Permitted Development Orders

December 23rd, 2019

New World Payphones Ltd v Westminster City Council (2019) EWCA Civ 2250 raised important questions concerning the proper approach to the scope of development covered by a permitted development order.

Hickinbottom LJ observed that the “use” of a building or land is an important planning concept, as is the related concept of “purpose”, i.e. the use for which the building or land is intended. Where planning permission is granted for the erection of a building, the grant of permission may specify the purposes for which the building may be used; and, if no purpose is specified, then the permission is construed as including permission to use the building for the purpose for which it is designed. “Purpose” in this context is not subjective – it does not depend upon what is in the mind of the developer – it is the use for which the (usually, proposed) development, looked at objectively, is intended. Development may have more than one purpose, and thus be “mixed use”.

By Section 58(1)(a) of the Town and Country Planning Act 1990, planning permission may be granted for classes of development by a Development Order made by the Secretary of State. The Town and Country Planning Act (General Permitted Development) (England) Order 2015 (SI 2015 No 596) (“the GPDO”) is the principal Development Order made pursuant to that statutory power. By Article 3(1) and (2) of the GPDO, subject to any relevant specified exception, limitation or condition, planning permission is granted for classes of development described as permitted development in Schedule 2 to the Order.

Where a proposed development falls within one of the GPDO classes, the principle of development is not in issue.  However, that is not in itself necessarily determinative of an application, because, to fall within the scope of permitted development within the GPDO, development has also to comply with any specified “exception, limitation or condition” which applies to the particular class.  Where development does not satisfy the class definition and conditions so as to fall within a class of permitted development, then the GPDO does not apply; although, of course, the developer can still apply for express planning permission in the usual way. However, in considering such an application, the consideration of the local planning authority will not be restricted to consideration of whether the class conditions are satisfied. The application will need to satisfy all of the planning requirements for an express grant, and will be the subject of the full rigour of the planning application regime to that end.

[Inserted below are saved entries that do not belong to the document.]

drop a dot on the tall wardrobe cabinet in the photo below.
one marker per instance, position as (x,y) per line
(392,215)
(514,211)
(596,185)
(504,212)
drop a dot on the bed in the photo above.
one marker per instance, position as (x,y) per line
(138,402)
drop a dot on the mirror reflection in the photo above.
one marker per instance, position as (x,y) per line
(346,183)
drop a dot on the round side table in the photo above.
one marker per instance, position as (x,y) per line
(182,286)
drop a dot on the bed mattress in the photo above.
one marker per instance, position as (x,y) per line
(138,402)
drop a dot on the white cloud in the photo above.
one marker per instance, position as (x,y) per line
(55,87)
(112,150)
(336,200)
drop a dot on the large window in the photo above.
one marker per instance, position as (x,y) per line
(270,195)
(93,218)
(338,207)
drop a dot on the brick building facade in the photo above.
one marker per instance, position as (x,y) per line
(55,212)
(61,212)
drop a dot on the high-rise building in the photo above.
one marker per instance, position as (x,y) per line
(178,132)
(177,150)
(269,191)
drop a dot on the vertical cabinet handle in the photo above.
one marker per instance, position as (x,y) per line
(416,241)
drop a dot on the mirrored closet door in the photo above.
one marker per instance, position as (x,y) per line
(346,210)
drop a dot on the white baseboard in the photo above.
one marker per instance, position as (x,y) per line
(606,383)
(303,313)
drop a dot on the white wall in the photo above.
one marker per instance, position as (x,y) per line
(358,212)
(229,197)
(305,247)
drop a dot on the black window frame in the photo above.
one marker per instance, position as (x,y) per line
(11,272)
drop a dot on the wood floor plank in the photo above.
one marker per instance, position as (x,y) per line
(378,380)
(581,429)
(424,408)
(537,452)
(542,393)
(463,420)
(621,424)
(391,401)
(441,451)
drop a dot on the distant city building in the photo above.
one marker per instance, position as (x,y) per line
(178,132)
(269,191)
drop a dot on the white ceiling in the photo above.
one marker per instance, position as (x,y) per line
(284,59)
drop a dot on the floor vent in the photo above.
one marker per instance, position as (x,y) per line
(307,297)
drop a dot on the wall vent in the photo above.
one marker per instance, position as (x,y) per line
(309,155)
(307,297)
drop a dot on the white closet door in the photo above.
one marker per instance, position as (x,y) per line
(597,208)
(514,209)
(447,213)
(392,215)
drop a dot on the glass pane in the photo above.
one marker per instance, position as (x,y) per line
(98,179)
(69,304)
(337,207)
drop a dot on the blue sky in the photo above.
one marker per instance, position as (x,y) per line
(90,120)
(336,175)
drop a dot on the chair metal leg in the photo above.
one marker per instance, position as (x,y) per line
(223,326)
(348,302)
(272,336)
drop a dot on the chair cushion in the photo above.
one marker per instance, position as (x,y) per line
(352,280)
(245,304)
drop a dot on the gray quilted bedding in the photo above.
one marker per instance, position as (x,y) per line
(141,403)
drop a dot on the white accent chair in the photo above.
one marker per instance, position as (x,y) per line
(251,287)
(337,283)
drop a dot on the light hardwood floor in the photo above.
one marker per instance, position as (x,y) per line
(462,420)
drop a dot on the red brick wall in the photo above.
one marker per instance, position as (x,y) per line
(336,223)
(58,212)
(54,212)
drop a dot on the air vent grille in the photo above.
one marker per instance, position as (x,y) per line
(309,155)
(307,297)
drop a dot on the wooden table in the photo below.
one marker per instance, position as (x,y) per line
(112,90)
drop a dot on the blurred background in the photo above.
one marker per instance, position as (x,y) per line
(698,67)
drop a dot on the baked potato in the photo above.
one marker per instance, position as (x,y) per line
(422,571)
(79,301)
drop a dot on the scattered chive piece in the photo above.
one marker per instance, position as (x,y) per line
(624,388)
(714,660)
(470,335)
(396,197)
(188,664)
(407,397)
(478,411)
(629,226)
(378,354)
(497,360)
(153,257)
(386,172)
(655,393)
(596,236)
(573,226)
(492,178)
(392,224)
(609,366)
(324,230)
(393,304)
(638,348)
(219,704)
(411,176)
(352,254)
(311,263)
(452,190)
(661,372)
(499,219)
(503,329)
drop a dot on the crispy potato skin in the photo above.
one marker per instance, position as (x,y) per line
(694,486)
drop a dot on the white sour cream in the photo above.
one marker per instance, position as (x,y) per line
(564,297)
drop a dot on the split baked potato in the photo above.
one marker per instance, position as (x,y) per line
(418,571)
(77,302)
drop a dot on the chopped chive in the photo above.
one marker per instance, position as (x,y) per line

To take the advantage of being permitted development, the proposed development must fall entirely within the scope of the GPDO. Mixed use development cannot take advantage of that benefit – because, if it were to be able to do so, the GPDO could and would be used for permitting development for something outside its scope, i.e. the part of the development that does not fall with a permitted development class. The true construction of the GPDO means that, as a general proposition, to be “permitted development”, the whole of any development must fall within the scope of a class in Schedule 2 of the GPDO, by falling within the relevant definition and satisfying any express restrictions as to “exceptions, conditions and limitations”; and therefore a mixed use or dual purpose development, where one use or purpose is outside the scope of the class, cannot generally be permitted development.